The new system is a fairly simple application deployed across our clusters. It acts as an internal synthetic agent whose sole purpose is to monitor middleware instances from within our environment, rather than externally.
Instead of being a service under load, Anubis simply performs regular, synthetic requests to the monitored middlewares. This design choice gives it three core benefits that overcome the traditional monitoring challenges:
- Unbiased Measurement: Because the agent has virtually no operational load, its latency measurements are not inflated or biased by the asynchronous lifecycle or memory pressure in our high-traffic engines. It reports the true response time of the middleware.
- Client-Side with Network Context: By running the monitoring probe from within the cluster, we gain accurate client-side monitoring that naturally includes the full network layer latency, providing a true measure of the application-to-middleware communication path.
- Instance-Level Homogeneity: The system exposes homogeneous metrics for all monitored services, regardless of the middleware’s native reporting format. More importantly, it monitors instances individually. This makes cross-comparison easy and is essential for spotting single nodes that are acting as outliers and silently dragging down the overall performance of the service.
Concrete Results: When the Agent Proved Its Worth
The primary measure of success for our new synthetic agent is its ability to provide actionable data that was previously obscured. Since its deployment, it has proven indispensable in several real-world scenarios:
- Outlier Detection: The ability to monitor individual instances allowed us to immediately detect and pinpoint performance degradation caused by the sporadic unavailability of a single KV store node, which was leading to increased latencies across our engines. This level of granularity allowed for a fast and surgical resolution, minimizing service impact.

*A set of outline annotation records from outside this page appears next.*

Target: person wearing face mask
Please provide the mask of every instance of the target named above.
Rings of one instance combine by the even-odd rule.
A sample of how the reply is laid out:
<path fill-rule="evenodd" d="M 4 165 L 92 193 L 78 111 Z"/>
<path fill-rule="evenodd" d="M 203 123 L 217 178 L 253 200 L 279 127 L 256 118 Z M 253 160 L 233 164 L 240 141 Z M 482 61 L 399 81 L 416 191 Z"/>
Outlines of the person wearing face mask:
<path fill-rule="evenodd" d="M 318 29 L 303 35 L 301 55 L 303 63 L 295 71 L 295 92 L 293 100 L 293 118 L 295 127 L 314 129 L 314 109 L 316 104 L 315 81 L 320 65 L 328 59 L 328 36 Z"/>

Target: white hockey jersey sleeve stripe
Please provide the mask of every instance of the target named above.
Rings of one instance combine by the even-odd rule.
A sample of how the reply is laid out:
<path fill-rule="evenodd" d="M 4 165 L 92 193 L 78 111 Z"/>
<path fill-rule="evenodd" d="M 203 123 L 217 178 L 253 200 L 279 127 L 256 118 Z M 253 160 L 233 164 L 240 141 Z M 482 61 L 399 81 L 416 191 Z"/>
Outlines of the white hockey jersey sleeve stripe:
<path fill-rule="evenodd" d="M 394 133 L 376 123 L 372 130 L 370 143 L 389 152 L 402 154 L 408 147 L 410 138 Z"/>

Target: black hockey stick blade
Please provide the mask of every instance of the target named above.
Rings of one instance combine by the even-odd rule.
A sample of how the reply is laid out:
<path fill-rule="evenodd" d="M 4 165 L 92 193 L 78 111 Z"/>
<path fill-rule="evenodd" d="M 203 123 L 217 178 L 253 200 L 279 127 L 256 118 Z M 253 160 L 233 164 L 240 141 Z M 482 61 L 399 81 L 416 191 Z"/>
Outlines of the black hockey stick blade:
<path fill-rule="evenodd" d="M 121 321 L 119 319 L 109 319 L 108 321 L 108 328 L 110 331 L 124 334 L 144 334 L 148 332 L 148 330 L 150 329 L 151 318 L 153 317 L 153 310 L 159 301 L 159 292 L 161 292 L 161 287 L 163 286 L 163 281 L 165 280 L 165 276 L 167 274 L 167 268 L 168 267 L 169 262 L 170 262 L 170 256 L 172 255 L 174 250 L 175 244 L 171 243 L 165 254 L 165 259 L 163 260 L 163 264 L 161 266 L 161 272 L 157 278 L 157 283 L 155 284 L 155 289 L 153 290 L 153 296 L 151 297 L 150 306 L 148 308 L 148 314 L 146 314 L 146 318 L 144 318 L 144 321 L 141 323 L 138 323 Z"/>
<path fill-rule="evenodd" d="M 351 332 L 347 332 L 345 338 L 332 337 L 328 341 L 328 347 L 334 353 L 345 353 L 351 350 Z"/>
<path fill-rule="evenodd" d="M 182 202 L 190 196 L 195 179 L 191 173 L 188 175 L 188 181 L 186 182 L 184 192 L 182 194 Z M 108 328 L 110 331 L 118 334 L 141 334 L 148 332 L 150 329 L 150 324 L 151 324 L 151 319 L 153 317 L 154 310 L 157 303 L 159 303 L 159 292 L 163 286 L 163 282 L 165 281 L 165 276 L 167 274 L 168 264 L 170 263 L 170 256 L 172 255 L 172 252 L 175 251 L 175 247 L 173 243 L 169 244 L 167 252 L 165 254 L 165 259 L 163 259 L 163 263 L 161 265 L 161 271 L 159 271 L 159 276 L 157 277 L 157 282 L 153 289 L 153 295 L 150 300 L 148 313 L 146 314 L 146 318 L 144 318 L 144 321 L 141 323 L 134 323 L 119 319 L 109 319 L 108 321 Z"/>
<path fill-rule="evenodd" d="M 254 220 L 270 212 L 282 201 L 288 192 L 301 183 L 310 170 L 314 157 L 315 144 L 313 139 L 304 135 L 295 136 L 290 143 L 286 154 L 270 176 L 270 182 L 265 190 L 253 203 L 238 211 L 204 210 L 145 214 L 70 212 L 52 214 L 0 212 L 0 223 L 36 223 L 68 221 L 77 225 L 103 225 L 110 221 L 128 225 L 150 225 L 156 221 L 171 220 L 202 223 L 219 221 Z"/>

- Identifying Heterogeneity: The agent uncovered severe latency heterogeneity in an gRPC API. We were able to trace the root cause not to the application code or the API itself, but to nodes having different network cards and related configuration issues, compounded by network load. Without the agent’s unbiased and granular measurement, this hardware-level issue would have been extremely difficult to diagnose.

- External Service Disruption: The tool provided clear, immediate evidence when a critical external service was failing to respond for a period of over half an hour. The precise latency and unavailability metrics generated by the agent offered undeniable proof of the disruption.

Conclusion
Anubis started as a focused solution to a critical blind spot in our observability stack and it has proven its value far beyond initial expectations. By offering an independent, unbiased source of truth for I/O latency and middleware availability, it gives us the clarity we were missing.

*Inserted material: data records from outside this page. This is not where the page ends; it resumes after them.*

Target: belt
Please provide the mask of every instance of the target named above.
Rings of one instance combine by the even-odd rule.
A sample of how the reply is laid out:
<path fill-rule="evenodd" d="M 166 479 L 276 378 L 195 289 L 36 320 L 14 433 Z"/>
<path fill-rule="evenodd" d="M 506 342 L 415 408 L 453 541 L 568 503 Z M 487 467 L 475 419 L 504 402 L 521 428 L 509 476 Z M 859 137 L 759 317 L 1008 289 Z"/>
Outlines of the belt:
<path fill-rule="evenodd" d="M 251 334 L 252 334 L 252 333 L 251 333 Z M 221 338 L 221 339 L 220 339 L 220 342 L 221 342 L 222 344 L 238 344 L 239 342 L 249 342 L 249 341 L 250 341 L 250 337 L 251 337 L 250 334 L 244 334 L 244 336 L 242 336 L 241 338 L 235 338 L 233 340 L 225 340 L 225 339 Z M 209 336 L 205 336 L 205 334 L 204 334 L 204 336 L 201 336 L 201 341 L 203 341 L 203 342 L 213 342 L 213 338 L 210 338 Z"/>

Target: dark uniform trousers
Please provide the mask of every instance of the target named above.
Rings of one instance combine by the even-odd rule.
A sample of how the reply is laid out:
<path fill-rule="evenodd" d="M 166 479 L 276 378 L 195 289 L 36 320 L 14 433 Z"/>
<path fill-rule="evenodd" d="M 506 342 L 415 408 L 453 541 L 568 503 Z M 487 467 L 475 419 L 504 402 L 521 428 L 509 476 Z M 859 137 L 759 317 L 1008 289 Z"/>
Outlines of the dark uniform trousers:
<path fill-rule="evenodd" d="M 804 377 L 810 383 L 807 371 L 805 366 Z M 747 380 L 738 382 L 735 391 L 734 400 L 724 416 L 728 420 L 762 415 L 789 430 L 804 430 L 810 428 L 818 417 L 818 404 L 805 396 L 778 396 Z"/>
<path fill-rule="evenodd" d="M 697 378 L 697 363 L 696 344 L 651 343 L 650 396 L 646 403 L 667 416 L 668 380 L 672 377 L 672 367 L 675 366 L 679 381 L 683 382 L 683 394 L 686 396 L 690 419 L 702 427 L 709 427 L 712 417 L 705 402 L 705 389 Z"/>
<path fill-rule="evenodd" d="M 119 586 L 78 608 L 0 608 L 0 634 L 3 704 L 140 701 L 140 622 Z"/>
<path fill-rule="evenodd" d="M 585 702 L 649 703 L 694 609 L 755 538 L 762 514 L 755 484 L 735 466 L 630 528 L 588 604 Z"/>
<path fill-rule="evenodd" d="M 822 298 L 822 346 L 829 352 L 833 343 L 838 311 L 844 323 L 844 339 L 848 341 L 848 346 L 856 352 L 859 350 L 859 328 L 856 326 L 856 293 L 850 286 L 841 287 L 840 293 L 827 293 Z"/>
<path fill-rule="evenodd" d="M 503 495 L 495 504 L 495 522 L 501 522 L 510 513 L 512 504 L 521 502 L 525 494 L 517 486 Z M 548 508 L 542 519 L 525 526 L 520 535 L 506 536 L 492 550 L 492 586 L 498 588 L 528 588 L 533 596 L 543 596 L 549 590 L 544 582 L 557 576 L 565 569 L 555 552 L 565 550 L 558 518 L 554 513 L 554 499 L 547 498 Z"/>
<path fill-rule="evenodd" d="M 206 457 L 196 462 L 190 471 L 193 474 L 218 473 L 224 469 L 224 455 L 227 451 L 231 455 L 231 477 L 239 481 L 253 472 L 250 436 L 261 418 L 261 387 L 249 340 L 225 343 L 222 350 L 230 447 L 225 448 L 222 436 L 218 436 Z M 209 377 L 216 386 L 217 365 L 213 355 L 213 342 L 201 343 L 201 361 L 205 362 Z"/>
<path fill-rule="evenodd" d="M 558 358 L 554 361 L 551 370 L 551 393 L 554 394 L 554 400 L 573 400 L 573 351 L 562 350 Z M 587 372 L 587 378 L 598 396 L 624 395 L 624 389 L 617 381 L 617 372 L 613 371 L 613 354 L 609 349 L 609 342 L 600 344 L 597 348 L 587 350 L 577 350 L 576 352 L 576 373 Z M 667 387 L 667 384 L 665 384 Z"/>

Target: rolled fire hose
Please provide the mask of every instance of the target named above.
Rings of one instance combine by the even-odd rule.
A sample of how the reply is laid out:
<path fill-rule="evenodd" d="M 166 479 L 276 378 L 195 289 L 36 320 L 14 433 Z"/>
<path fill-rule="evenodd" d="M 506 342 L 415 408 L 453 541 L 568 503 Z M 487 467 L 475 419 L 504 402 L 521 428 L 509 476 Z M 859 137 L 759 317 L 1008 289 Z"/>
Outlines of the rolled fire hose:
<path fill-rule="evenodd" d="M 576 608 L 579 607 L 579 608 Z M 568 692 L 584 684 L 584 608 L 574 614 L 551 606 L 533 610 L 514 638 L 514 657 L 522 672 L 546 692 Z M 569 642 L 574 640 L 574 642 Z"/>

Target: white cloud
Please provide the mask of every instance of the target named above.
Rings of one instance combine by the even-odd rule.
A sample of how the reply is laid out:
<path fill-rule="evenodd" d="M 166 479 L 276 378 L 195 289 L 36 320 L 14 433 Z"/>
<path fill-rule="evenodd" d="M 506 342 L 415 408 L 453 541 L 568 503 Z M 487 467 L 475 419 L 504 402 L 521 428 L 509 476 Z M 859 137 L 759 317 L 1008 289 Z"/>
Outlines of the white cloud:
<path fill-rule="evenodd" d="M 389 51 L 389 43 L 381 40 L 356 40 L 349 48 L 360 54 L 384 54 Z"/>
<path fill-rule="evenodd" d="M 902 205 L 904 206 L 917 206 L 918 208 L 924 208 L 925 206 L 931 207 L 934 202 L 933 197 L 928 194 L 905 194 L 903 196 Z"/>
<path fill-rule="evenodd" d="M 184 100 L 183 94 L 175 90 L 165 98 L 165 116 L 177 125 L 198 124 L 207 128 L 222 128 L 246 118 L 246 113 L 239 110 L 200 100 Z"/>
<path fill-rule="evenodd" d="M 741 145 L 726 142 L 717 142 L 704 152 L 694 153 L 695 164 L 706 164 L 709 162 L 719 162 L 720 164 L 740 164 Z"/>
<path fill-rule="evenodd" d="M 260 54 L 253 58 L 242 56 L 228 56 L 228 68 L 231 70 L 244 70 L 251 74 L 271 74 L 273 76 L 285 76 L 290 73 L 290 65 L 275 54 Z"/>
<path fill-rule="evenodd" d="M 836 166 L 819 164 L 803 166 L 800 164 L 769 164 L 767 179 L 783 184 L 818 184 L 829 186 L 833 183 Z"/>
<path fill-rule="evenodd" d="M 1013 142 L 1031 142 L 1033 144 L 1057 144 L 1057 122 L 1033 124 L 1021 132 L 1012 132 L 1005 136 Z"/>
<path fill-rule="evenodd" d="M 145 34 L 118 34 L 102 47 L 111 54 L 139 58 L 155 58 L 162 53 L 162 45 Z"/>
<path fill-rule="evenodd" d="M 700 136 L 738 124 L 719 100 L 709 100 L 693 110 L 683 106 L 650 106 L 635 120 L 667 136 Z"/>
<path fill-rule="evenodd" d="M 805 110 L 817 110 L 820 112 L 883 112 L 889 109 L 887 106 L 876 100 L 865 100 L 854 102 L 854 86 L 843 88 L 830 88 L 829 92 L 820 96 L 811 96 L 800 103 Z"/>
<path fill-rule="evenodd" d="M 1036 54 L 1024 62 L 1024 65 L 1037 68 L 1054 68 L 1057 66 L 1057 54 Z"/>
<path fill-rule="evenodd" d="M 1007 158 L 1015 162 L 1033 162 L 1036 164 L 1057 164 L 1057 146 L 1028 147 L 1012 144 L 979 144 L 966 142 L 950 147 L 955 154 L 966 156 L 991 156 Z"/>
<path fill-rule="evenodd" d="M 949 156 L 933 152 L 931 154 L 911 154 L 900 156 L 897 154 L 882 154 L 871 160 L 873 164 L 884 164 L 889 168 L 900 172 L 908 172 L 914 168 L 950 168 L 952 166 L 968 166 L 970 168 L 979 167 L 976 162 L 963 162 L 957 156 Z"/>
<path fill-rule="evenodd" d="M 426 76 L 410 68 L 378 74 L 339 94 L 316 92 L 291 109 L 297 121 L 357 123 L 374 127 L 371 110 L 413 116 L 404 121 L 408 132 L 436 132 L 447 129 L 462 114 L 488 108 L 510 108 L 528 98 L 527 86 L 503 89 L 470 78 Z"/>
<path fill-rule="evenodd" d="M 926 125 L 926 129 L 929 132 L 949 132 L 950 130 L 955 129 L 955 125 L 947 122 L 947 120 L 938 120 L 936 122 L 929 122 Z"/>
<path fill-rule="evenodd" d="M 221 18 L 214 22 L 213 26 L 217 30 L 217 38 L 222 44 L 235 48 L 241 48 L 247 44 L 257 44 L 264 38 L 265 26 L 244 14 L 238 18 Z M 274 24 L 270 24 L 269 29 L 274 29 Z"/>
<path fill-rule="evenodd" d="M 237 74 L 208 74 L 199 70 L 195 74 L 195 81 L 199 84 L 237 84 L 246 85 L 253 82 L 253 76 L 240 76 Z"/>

With Anubis in place, we can now:
- detect degraded instances immediately
- expose network-related issues that would otherwise stay hidden
- and confirm external service disruptions with undeniable evidence
Most importantly, it reduces the time between suspicion and certainty, turning complex latency investigations into fast, data-driven responses. Simple by design but powerful in practice, Anubis has now become a core part of how we monitor and protect our production environment.